"Comfort, comfort my people, says your God. 2 Speak tenderly to Jerusalem, and cry to her that her warfare is ended, that her iniquity is pardoned, that she has received from the LORD's hand double for all her sins." (Isaiah 40:1-2 3)
"Blessed be the God and Father of our Lord Jesus Christ, the Father of mercies and God of all comfort, 4 who comforts us in all our affliction, so that we may be able to comfort those who are in any affliction, with the comfort with which we ourselves are comforted by God." (2 Corinthians 1:3-4)
We live in a world addicted to comfort. We ourselves long to have comfort, but we often find our comfort in things that do not satisfy. Throughout the history of the world, humans have sought for comfort in many places. In an ancient trilogy of plays called the Oresteia, a man Orestes finds comfort, rest and resolution in the democratic state. Many others have found rest in their fleeting wealth. Each of these things though, is a false comfort which is not able to provide true rest. There is no comfort in government, even the ideal human government. There is no comfort in wealth: it is like shifting sand. There is only one place for true comfort: that is in our God.

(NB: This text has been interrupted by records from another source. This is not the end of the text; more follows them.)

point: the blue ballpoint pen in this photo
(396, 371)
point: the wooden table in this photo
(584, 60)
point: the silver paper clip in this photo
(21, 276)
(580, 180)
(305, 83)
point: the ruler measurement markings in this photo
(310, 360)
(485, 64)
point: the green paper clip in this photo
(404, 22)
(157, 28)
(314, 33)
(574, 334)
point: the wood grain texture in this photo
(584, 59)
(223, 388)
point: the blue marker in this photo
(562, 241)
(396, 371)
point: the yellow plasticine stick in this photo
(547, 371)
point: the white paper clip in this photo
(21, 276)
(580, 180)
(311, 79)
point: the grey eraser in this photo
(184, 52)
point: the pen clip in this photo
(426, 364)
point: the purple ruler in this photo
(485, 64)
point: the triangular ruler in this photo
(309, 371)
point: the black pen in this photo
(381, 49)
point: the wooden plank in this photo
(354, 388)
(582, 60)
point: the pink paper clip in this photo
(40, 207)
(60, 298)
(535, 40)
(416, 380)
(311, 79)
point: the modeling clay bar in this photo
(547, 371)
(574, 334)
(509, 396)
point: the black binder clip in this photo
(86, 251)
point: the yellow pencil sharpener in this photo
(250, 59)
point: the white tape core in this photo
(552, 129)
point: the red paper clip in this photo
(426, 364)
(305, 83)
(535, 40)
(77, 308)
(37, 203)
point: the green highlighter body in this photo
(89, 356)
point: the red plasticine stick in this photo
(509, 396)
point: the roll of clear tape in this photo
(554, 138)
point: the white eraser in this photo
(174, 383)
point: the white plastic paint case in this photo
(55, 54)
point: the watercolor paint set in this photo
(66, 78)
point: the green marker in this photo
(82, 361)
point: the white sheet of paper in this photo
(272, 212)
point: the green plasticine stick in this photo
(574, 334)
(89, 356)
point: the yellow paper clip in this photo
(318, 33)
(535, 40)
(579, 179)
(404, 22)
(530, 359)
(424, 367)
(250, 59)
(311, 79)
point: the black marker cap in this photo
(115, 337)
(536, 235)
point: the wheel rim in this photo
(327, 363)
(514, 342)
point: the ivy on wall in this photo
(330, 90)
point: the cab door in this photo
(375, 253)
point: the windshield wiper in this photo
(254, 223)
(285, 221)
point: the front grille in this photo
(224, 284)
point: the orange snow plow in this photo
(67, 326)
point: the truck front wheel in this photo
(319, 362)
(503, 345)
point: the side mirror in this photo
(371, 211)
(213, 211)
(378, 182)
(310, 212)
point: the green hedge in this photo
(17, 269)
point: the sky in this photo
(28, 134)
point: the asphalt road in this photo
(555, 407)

So when the Bible talks about comfort, we can be tempted to consider God’s comfort like the worlds comfort: one which might fail at any time. Or at least one option among many. We have to hedge our bets and not put all our eggs in one basket. Perhaps you still rely a little bit on your possessions or the government to find comfort.
But the economy of God does not allow us to have such double allegiances. You cannot serve both God and money. As humans, we can only have one allegiance, this is a part of our created nature, and when we do divide our allegiance between God and mammon, we are allowing sin to fester in our lives. It is similar to the story of the princess and the pea; even a small pea under many mattresses will ruins sleep. So a little allegiance to other things that we think might give us comfort ruin us, and over time, we hate both our God and the wealth our hope was partially placed in.
So consider what this mean to find comfort in our God. Through the work of Jesus Christ, we are able to have full comfort throughout our whole lives. This means that even if there is no hope in government, we still can live with comfort and at peace. Like the Israelites in the time of Isaiah 40: the land had been laid waste an only Jerusalem remained intact, albeit having undergone a siege. There was deliverance, but not without physical loss. It is hard to imagine anyone in that generation feeling like they could be at rest, but God through Isaiah calls his people to be comforted. In Isaiah 40, Isaiah is looking toward the promise of Christ, and he found rest.
In the same way, as we live in this broken world, we can find rest as we look through the prism of Christ. We can live with comfort and even hope even if the American republic fails: because Christ has already conquered and is sitting at the right hand of the Father right now.